Éprouvant tout à coup le besoin d’être seul, Tristan, un brin de trèfle entre les dents, fit quelques pas sur la berge de la Siame. Par grappes empourprées, des coquelicots poussaient là, cependant qu’en leur compagnie, l’eau babillait gaiement. Elle nourrissait en vigueur une compagnie d’ormes dont les co lonnes s’éparpillaient en lambrequins légers où déjà, au sommet, se rouillaient quelques feuilles. Il entendit des pas briser les hautes herbes ; une main s’appuya sur son avant-bras. Le visage de Luciane s’offrit à lui, les sourcils tirés, la bouche entre-close. Au milieu, le petit nez rose, appât qu’il convoita et toucha de ses lèvres d’où le trèfle avait chu.
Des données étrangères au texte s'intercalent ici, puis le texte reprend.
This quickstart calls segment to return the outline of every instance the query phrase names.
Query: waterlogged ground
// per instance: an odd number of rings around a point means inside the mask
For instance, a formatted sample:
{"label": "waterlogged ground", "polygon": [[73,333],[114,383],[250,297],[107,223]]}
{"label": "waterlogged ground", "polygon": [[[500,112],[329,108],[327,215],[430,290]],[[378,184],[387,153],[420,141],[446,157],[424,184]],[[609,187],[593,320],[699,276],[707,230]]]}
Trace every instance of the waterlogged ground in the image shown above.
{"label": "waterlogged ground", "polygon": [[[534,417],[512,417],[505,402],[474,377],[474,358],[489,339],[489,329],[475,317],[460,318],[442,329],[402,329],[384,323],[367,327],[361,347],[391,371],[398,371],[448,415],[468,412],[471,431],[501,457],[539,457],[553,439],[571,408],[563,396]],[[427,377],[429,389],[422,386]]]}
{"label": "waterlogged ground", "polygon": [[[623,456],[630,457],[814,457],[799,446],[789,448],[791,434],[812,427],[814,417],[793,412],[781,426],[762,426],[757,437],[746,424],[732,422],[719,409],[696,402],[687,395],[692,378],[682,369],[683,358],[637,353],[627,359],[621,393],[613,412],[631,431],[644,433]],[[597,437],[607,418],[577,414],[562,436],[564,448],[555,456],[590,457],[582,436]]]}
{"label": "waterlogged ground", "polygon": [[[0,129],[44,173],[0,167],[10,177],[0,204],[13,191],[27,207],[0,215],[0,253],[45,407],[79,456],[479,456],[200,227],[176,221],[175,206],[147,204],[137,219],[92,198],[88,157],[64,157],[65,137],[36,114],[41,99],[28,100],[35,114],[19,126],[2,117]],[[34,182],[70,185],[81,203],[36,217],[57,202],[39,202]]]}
– Pourquoi, Tristan, sembles-tu soucieux ?
– Je me disais que tout ce qui nous entoure et le plaisir que nous éprouvons, c’est trop beau pour que cela dure… Non pas toi et moi, mais cette vie, cette sorte d’oisiveté…
– Crois-tu vraiment que nous soyons oisifs ? Vous avez remonté un mur de l’ancienne écurie, défriché deux champs. Vous soignez matin et soir une véritable cavalerie tant il y a de chevaux…
– Ton père a décidé d’en vendre quelques-uns : les siens, je veux dire, ceux qui lui sont revenus en partage… Et je me demande s’il a raison…
– Il me l’a dit. Aussi va-t-il attendre. Es-tu satisfait ?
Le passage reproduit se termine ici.